Improved Sampling Schedules for Discrete Diffusion Models
This work addresses a key bottleneck in generative modeling for sequence data, offering improved efficiency and performance for researchers and practitioners in AI, though it is incremental as it builds on existing discrete diffusion frameworks.
The authors tackled the problem of inefficient sampling schedules in discrete diffusion models by analyzing reverse process dynamics through thermodynamic entropy production, resulting in two novel schedules (EDS and WDS) that significantly outperform state-of-the-art strategies across domains like music notation and vision, achieving superior performance with lower computational costs.
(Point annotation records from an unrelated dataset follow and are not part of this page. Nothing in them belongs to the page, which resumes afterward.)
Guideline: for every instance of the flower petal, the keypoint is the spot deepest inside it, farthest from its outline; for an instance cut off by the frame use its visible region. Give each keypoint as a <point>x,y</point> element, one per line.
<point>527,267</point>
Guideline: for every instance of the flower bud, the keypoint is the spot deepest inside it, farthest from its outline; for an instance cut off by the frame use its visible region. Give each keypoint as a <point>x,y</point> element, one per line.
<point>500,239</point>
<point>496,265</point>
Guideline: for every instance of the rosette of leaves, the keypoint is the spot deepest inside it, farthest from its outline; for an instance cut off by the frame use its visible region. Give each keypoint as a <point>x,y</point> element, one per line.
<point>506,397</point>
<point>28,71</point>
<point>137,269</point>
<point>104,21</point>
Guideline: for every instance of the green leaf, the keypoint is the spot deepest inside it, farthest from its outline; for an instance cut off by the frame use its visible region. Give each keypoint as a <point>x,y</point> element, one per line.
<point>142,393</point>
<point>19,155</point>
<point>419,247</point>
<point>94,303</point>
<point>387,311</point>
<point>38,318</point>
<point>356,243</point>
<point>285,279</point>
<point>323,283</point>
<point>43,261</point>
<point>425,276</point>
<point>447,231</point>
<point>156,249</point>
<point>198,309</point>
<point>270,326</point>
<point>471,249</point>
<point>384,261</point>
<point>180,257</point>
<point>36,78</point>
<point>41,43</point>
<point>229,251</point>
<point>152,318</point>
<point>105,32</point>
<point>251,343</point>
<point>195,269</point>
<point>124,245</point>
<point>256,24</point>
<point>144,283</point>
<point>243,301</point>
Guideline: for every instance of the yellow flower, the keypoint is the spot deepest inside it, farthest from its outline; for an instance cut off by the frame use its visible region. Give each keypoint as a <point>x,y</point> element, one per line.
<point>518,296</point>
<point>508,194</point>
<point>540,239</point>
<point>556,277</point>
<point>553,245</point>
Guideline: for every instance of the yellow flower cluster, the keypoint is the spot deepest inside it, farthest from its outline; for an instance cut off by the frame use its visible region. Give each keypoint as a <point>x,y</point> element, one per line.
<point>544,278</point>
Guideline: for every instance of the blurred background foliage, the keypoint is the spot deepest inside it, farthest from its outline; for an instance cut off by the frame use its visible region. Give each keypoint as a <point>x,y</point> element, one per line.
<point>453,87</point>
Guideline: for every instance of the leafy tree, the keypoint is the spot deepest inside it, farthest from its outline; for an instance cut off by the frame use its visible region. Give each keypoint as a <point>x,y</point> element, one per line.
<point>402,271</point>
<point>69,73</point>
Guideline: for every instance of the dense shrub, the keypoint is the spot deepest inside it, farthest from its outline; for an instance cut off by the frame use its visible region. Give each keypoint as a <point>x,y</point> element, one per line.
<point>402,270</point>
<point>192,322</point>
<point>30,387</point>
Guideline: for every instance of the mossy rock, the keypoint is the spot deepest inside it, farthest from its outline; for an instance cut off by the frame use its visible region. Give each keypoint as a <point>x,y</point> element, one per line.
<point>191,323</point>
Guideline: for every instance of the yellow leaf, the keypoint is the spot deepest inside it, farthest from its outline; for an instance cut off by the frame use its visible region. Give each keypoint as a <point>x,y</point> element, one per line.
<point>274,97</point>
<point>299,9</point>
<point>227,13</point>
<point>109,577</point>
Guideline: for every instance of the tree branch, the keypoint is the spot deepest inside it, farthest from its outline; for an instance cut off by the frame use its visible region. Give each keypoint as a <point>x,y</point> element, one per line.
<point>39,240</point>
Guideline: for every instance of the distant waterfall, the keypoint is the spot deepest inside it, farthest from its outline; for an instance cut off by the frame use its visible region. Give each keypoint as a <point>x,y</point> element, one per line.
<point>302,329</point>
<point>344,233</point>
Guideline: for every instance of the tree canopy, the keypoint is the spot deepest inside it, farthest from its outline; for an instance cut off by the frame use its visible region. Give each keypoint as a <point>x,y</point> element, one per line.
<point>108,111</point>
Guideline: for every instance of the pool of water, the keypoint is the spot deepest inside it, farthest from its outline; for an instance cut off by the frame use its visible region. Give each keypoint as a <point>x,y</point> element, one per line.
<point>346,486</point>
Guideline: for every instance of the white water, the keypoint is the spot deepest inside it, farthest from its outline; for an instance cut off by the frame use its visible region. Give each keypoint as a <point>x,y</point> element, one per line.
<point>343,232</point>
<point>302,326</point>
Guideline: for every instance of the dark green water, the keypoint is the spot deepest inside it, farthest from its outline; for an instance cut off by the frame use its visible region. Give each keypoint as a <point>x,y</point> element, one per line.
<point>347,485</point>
Discrete diffusion models have emerged as a powerful paradigm for generative modeling on sequence data; however, the information-theoretic principles governing their reverse processes remain significantly less understood than those of their continuous counterparts. In this work, we bridge this gap by analyzing the reverse process dynamics through the lens of thermodynamic entropy production. We propose the entropy production rate as a rigorous proxy for quantifying information generation, deriving as a byproduct a bound on the Wasserstein distance between intermediate states and the data distribution. Leveraging these insights, we introduce two novel sampling schedules that are uniformly spaced with respect to their corresponding physics-inspired metrics: the Entropic Discrete Schedule (EDS), which is defined by maintaining a constant rate of information gain, and the Wasserstein Discrete Schedule (WDS), which is defined by taking equal steps in terms of the Wasserstein distance. We empirically demonstrate that our proposed schedules significantly outperform state-of-the-art strategies across diverse application domains, including synthetic data, music notation, vision and language modeling, consistently achieving superior performance at a lower computational budget.